One of America’s great poets was Henry Wadsworth Longfellow. The year 1860 found him happy in his life, enjoying a widening recognition, and elated over the election of Abraham Lincoln, which he believed signaled the triumph of freedom and redemption for the nation. The following year the Civil War began.
On July 9, 1861, Longfellow’s wife, Fanny, was near an open window sealing locks of her daughter’s hair, using hot sealing wax, when suddenly her dress caught fire and engulfed her with flames. Henry, sleeping in the next room, was awaked by her screams. As he desperately tried to put out the fire and save his wife, he was severely burned on his face and hands. Fanny died the next day. Longfellow’s severe burns would not even allow him to attend her funeral. His white beard, which so identified him, was one of the results of the tragedy – the burn scars on his face made shaving almost impossible. In his diary for Christmas day 1861 he wrote, “How inexpressibly sad are the holidays.”
In 1862 the toll of war dead began to mount. In his diary for that year he wrote of Christmas, “A merry Christmas say the children, but that is no more for me.” In 1863 his son who had run away to join the Union army was severely wounded and returned home in December. There is no entry in Longfellow’s diary for that Christmas. But on Christmas Day 1864, at age 57, Longfellow sat down to try to capture, if possible, the joy of the season. He began:
I heard the bells on Christmas day; their old familiar carols play
And wild and sweet the words repeat; of peace on earth, good will to men.

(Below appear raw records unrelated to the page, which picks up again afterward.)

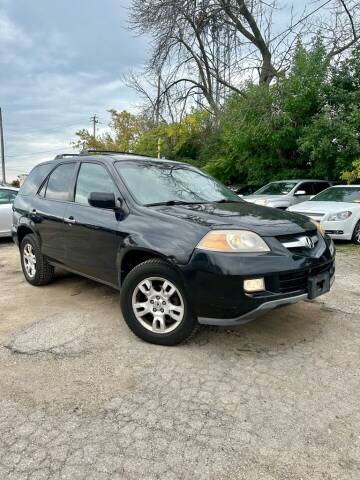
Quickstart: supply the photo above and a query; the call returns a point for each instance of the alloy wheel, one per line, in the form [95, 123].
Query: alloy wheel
[158, 305]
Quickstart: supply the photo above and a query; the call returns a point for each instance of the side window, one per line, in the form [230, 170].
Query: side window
[60, 181]
[4, 197]
[306, 187]
[12, 196]
[320, 186]
[35, 179]
[92, 178]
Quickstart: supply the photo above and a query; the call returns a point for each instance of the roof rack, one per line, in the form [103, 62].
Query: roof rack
[110, 152]
[62, 155]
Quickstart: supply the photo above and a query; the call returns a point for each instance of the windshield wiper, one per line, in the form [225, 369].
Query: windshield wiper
[173, 202]
[224, 200]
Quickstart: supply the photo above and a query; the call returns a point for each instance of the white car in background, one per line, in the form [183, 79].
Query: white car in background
[285, 193]
[7, 197]
[337, 209]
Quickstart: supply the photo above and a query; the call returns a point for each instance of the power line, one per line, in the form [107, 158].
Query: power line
[2, 149]
[94, 120]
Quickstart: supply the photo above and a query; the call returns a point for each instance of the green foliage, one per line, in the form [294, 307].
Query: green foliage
[354, 174]
[305, 125]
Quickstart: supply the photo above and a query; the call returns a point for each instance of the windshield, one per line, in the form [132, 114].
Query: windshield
[339, 194]
[155, 182]
[276, 188]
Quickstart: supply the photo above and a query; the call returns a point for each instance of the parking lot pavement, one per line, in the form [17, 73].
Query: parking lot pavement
[82, 398]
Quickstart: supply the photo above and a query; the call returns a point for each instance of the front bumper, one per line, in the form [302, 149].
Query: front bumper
[248, 317]
[214, 282]
[338, 230]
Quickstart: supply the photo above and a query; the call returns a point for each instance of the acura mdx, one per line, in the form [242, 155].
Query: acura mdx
[182, 248]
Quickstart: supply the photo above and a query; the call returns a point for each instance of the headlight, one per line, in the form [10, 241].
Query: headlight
[333, 217]
[262, 201]
[233, 241]
[318, 226]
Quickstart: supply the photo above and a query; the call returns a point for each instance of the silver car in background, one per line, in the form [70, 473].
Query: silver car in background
[285, 193]
[7, 197]
[337, 209]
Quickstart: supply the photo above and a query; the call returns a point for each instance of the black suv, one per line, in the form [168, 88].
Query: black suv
[181, 248]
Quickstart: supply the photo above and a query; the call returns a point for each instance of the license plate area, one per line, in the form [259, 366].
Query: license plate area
[318, 285]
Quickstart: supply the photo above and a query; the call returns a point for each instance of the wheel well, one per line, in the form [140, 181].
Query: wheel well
[22, 232]
[134, 258]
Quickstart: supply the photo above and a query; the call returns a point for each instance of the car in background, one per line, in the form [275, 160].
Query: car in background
[285, 193]
[7, 197]
[244, 190]
[337, 209]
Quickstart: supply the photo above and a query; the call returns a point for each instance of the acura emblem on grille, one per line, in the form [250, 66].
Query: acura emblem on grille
[308, 242]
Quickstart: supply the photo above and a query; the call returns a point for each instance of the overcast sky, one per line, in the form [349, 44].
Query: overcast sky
[61, 62]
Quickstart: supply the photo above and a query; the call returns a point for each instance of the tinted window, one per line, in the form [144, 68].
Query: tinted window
[306, 187]
[339, 194]
[12, 195]
[5, 197]
[35, 179]
[92, 178]
[320, 186]
[60, 182]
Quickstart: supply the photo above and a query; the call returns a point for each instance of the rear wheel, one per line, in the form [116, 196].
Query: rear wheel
[154, 304]
[356, 234]
[36, 269]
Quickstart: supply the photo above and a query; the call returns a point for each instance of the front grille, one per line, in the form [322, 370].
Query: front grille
[312, 214]
[299, 243]
[293, 282]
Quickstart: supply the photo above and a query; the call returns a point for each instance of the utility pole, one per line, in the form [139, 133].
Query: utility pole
[2, 149]
[94, 119]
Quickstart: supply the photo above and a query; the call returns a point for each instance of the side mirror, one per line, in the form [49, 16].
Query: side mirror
[102, 200]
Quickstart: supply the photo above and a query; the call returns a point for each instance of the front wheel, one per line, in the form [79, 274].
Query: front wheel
[36, 269]
[356, 234]
[154, 304]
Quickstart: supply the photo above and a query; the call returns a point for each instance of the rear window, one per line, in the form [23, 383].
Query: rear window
[35, 179]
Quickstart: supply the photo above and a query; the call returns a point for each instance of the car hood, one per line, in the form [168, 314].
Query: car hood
[262, 220]
[324, 207]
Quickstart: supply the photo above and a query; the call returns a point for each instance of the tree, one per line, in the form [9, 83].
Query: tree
[212, 48]
[354, 174]
[125, 131]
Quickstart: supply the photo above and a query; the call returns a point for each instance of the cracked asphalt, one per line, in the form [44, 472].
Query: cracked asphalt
[82, 398]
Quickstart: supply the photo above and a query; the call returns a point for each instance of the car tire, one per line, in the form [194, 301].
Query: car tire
[35, 267]
[147, 289]
[356, 234]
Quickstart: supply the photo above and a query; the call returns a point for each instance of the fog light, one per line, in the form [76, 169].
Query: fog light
[254, 285]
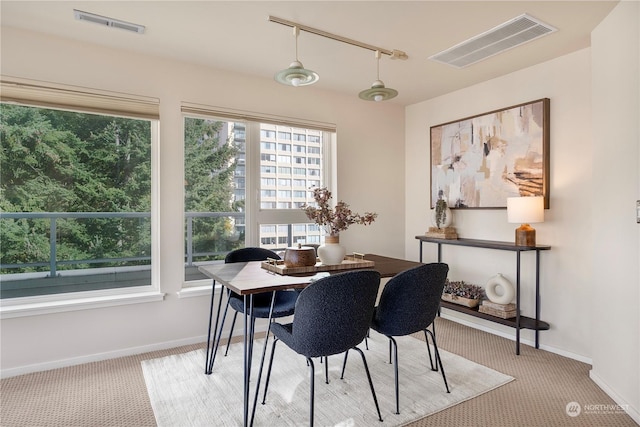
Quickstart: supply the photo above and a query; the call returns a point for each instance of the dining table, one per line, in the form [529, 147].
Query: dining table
[249, 278]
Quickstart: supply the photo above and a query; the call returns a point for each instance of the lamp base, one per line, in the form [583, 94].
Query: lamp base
[525, 235]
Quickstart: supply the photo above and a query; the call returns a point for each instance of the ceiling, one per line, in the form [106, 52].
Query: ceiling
[237, 36]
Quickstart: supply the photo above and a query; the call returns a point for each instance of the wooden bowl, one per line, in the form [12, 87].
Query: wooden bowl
[300, 256]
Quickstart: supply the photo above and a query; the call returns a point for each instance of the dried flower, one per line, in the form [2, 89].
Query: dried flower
[462, 289]
[334, 220]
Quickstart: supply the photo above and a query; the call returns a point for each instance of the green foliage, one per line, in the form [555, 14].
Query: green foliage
[209, 170]
[60, 161]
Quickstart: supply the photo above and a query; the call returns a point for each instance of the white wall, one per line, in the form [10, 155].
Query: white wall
[590, 282]
[369, 170]
[616, 244]
[565, 276]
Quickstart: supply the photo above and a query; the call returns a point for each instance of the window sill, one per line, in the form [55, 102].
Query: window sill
[49, 307]
[197, 291]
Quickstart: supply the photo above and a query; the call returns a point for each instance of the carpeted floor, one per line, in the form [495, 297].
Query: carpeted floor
[182, 395]
[113, 392]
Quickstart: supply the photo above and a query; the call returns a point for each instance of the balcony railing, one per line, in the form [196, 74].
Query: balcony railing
[53, 218]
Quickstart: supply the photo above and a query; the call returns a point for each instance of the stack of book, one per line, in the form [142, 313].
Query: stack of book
[504, 311]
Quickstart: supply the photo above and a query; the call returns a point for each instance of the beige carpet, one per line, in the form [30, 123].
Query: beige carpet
[182, 395]
[113, 392]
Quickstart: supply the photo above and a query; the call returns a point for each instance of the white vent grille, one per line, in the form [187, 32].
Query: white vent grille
[108, 22]
[506, 36]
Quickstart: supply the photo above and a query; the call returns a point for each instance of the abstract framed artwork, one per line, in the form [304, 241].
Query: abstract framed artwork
[479, 161]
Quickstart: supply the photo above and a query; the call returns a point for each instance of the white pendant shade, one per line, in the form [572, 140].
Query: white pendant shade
[378, 91]
[296, 75]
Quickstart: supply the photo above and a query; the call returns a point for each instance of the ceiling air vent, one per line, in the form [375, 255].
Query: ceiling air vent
[108, 22]
[505, 36]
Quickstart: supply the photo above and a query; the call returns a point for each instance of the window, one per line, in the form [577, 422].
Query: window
[76, 194]
[266, 214]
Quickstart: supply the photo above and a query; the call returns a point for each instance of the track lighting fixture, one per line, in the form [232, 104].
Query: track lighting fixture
[378, 91]
[296, 75]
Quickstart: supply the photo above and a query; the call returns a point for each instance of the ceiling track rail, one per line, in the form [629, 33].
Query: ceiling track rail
[393, 54]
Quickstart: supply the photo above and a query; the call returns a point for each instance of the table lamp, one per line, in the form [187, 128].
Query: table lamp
[525, 210]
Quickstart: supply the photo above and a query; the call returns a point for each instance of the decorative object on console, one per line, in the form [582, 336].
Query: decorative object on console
[333, 221]
[503, 311]
[459, 292]
[499, 290]
[442, 218]
[525, 210]
[479, 161]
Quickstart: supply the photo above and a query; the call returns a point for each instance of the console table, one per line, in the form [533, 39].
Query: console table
[520, 321]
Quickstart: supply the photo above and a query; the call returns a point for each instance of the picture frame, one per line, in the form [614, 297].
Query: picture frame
[479, 161]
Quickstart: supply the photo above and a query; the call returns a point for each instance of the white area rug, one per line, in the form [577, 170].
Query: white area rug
[182, 395]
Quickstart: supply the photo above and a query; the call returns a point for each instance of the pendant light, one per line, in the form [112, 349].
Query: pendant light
[378, 92]
[296, 75]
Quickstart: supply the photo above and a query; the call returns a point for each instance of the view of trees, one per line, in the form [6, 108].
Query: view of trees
[62, 161]
[210, 155]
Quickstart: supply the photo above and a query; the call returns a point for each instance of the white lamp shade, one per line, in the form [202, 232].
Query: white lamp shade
[525, 210]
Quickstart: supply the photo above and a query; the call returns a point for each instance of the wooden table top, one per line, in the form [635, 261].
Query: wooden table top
[246, 278]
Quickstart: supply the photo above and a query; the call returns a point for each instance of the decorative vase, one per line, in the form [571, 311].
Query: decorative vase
[331, 252]
[446, 220]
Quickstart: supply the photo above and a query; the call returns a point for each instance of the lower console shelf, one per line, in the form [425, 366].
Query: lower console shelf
[525, 322]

As he came to the third stanza, he was stopped by the thought of the condition of his beloved country. The Battle of Gettysburg was not long past. Days looked dark, and he no doubt asked himself how he could write about peace on earth, good will to men in a war-torn country where brother was fighting against brother and father against son. But he stayed at the task and wrote:
And in despair I bowed my head; “There is no peace on earth”, I said,
For hate is strong, and mocks the song of peace on earth, good will to men.
In many respects, it seems as if Longfellow could have been writing of our kind of day. Then, as all of us should do, he turned his thoughts to the One who gives true and perfect peace, and continued writing:
Then peeled the bells more loud and deep; “God is not dead, nor doth he sleep!
The wrong shall fail; the right prevail; with peace on earth, good will to men.”
And so came into being the marvelous Christmas carol, “I Heard the Bells on Christmas Day.” As Paul Harvey would say, “And now you know the rest of the story.” May God’s marvelous peace and amazing grace fill your hearts this Christmas Season.